Popularne dyscypliny
Dyscypliny
Pokaż wszystko

Grand Prix Hiszpanii. Marc Marquez uległ niebezpiecznemu wypadkowi - MotoGP

Emil Riisberg

01/05/2021, 13:49 GMT+2

Nic dwa razy się nie zdarza? Nie w sporcie. Wielokrotny mistrz świata Marc Marquez ma dużego pecha do toru w Jerez de la Frontera. W drugim roku z rzędu uległ na nim groźnie wyglądającemu wypadkowi.

Foto: Eurosport

Tym razem słynny hiszpański motocyklista przewrócił się podczas sobotniego, trzeciego treningu przed Grand Prix Hiszpanii. Chociaż jak relacjonuje dziennik "Marca", warunki do jazdy były doskonałe - "ze słońcem, bez wiatru i bez groźby deszczu", Hiszpan przy prędkości około 160 km/h wypadł z toru, kilkukrotnie koziołkował w żwirze i wpadł w dmuchaną bandę. Wyglądało to bardzo groźnie.

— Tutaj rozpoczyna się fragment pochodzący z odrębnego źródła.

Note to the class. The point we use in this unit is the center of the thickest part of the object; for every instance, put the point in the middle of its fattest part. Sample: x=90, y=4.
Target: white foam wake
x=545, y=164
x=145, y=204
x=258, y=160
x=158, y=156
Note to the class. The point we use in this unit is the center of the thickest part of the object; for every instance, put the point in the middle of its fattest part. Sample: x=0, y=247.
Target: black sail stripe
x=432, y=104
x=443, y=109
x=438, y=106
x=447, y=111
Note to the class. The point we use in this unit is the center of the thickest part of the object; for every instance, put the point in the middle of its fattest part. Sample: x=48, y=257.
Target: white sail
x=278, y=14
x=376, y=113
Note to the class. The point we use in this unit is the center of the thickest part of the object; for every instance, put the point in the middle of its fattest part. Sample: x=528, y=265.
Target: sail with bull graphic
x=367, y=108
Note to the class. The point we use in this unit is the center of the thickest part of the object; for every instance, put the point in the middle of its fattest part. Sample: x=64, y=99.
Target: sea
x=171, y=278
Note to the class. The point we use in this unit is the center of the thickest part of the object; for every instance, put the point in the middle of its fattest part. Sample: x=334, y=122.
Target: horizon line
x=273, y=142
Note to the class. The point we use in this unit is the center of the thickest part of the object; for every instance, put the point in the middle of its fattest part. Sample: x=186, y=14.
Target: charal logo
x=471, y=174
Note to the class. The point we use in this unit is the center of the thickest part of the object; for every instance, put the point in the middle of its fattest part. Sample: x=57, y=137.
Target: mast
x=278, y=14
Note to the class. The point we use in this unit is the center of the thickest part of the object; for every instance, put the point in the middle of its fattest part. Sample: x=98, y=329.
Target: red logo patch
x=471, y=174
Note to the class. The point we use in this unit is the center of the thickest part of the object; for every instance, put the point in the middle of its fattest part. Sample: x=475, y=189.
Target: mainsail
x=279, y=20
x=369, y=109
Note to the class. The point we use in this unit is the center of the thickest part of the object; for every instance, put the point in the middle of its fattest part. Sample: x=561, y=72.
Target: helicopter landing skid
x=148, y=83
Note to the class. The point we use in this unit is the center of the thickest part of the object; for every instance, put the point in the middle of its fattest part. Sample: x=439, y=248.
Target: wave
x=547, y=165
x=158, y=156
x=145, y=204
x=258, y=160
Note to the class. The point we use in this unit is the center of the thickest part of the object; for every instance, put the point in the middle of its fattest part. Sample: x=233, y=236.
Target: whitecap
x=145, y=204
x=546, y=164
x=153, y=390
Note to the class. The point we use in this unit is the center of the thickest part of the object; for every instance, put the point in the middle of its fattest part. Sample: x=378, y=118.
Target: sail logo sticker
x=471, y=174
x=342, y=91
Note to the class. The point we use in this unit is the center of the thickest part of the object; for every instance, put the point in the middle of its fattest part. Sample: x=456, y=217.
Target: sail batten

Trzymał się za kontuzjowaną rękę

"Honda została zniszczona. W padoku wstrzymali oddech i przyłożyli ręce do głów" - relacjonował madrycki dziennik.
A co z Marquezem? Po upadku Hiszpan wstał o własnych siłach, ale trzymał się za prawą, kontuzjowaną niedawno rękę. Trafił na badania do szpitala, gdzie nie stwierdzono "poważniejszych obrażeń".
"Wstał oszołomiony i wrócił do swojego garażu. Szedł z uśmiechem i kciukiem do góry" - relacjonowała gazeta. - Nic mi nie jest - rzucił do dziennikarzy kierowca, który ewidentnie ma pecha do toru w Cadiz.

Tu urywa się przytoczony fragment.